7.ちょっと待って。セトリはどうしよう
そうなってくると何を弾くかが、かなり肝になってくる。ここでクラシックやら万人受けしそうなものを選ぶのは悪手だ。
絶対に私はアイドルを作りたいんだから、私がアイドル扱いされるのだって困る。
私はアイドルになりたいわけでも有名になりたい訳でも無い。基本的に地位も名誉も嫌いで、誰もやらないなら二次創作やファンアートを書く位だった。
けど作ったり、こうやって布教するなら絶対に広まって欲しい。というか、アイドル文化は広がってくれないと困る。私はアイドルが大好きなんだから。アイドル文化が広まって沢山のアイドルが誕生して、大きくなったらアイドルを目指したくなるこどもが増えるのが目標なんだ。
だからこそ、何を弾くのか悩む。ピアノ調の好きなアイドル曲なんか腐るほどある。けれど、一発目に失敗したくない。歌を歌うのも勿論したい。だけど、マイクが無いから声が通らないし、私がアイドルになりたくない。
あれ待って、歌う人必要じゃない?
そうなってくると話は早い。人を見つけよう。
どの道アイドルを作るんだから、人は集めるに越したことは無い。アイドルを今作る訳じゃないけれど、絶対にメンバーには入れる。どの道、明日からの歌には間に合わないし、メンバーにも入れるのなら慎重に選びたい。

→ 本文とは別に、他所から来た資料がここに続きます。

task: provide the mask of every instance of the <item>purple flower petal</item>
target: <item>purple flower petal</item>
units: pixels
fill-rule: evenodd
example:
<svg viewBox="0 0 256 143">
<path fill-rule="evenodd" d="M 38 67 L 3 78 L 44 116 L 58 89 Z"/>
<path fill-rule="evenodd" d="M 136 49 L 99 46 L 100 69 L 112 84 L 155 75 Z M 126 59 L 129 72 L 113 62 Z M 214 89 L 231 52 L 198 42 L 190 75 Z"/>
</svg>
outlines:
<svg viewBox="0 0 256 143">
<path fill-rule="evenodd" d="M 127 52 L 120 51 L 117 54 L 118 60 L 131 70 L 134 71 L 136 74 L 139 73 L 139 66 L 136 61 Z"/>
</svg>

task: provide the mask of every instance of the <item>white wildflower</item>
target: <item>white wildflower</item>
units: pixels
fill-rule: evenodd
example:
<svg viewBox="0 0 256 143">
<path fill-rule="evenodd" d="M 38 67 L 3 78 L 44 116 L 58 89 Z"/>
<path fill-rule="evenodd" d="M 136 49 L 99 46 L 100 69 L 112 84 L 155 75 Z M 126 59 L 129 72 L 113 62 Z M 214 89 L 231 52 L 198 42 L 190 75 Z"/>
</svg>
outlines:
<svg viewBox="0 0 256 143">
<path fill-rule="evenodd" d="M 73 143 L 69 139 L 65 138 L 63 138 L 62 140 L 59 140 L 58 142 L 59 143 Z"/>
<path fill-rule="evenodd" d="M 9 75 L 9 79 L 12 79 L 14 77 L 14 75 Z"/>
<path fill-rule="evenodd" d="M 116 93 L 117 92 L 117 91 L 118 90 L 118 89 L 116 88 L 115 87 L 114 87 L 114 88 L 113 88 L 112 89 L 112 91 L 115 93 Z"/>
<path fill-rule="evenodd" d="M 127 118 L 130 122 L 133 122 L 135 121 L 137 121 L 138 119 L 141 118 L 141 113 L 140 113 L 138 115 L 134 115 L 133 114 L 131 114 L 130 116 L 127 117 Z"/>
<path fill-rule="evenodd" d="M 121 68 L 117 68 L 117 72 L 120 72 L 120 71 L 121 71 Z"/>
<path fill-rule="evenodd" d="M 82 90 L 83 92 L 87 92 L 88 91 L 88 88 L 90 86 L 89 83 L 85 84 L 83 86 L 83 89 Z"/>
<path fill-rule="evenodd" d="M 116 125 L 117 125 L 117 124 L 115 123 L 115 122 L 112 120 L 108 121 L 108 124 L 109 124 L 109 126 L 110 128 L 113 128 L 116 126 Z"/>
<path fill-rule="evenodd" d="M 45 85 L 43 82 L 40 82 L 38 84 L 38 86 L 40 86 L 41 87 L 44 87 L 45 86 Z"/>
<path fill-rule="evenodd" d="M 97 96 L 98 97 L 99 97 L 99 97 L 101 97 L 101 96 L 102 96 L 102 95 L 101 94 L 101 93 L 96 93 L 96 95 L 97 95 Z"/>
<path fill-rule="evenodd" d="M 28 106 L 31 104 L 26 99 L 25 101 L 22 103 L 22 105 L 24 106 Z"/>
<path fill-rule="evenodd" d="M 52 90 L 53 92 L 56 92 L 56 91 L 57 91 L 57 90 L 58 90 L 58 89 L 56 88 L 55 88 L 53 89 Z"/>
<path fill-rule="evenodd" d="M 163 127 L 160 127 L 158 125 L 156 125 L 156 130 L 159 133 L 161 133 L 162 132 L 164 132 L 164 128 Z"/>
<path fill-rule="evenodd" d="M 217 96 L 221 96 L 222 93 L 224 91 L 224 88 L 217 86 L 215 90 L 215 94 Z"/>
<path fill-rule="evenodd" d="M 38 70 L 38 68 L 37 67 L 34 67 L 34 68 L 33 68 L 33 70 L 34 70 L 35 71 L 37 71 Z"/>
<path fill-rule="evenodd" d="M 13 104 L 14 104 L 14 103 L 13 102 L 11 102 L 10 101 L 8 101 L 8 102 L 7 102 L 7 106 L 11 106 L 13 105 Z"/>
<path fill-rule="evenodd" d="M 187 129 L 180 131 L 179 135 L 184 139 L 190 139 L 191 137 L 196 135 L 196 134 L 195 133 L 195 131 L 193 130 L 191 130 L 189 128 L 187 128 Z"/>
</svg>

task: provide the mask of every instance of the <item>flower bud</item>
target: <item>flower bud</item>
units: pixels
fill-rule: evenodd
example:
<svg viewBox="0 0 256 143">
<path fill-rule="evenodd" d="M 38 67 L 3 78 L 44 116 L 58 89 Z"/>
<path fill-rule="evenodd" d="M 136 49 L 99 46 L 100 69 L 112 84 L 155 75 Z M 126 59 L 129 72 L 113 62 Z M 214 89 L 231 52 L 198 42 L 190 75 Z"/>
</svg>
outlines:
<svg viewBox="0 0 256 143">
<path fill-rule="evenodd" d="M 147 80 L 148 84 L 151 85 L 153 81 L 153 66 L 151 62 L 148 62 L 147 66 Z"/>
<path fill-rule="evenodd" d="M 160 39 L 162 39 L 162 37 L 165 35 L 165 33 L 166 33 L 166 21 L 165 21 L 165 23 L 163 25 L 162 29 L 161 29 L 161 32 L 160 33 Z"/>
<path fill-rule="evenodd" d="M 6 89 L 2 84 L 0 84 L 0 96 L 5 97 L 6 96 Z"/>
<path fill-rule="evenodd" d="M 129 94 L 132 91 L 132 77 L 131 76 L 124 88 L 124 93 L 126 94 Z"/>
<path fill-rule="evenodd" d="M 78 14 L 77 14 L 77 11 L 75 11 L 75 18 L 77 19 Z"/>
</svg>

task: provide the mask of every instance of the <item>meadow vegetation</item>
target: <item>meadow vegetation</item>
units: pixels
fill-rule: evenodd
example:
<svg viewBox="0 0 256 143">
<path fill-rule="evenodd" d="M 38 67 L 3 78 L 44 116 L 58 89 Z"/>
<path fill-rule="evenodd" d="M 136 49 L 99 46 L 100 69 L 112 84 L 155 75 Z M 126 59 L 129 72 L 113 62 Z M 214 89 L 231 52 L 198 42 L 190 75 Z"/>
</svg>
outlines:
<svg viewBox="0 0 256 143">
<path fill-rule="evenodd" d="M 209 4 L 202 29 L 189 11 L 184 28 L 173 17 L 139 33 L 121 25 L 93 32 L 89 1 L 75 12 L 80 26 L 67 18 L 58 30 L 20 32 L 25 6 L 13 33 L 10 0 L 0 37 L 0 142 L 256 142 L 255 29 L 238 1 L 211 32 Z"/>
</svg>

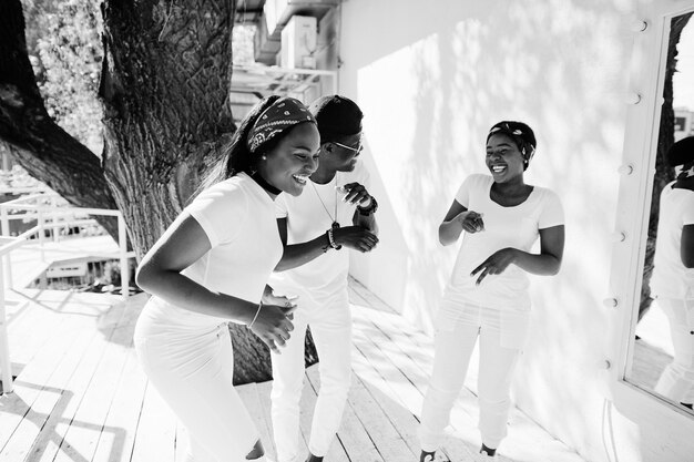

本当なら、というか定番と言えば、じゃあ今から探しに行こう!となるけど、慎重に選びたいし間に合わないものを今から慌てても仕方ないから、今日はセトリを決めよう。
やることがいっぱいで、楽しくなってくる。結局、歌が無いと何のことか分からないだろう、と思い私が好きだったアイドルのオーバーチュアやイントロだけで流れてたものを詰め合わせたものにしようと思い、楽譜に書き出す。頭の中に譜面はあるし、自分の好きだったアイドルの曲は全部指が勝手に覚えるくらい弾いたし、楽譜だって破れるのが嫌だからと印刷したものが何度もボロボロになるくらいまで見返した。だから覚えてる。曖昧なところも多少はあったけれど、予備で作っていたピアノを弾けば思い出して、そこの音を書いて完成させた。
完成した楽譜を譜面台に置く。覚えてるとは言えど、不安だってあるし、何より久々に今書き出した音楽を弾きたい。予備のピアノを置き、遮音結界を張った後で椅子に深く腰掛け、ピアノの白鍵に両手の指を添える。そして明日弾くセトリを1通り弾く。
弾き終わると、ゆっくり息を吐く。弾いてる時に、何度も聞いた歌声や円盤の映像が流れたけど、やっぱり私はアイドルが好きなんだな、なんて楽譜を撫でる。
弾いてる感じも耳に入ってくる音も違和感が無かった。楽譜があってるかは正直、そんなに見ながら確認したわけじゃないけれど。
まあじゃあ何で楽譜にしたかと言われればロマンだ。
いつか私がピアノを誰かに教えた時、ピアノを弾ける人が増えたら、この楽譜で弾く人だって増えて欲しい。私の曲じゃないけど
紙は、演劇には台本、服には型紙、絵にも紙というように新しい文化や新しいことをするときには大切だろうと今世では貴重なのに譲ってくれた。
でも、お陰様で明日のセトリは決定したし完璧だ!と思わず笑みが零れる。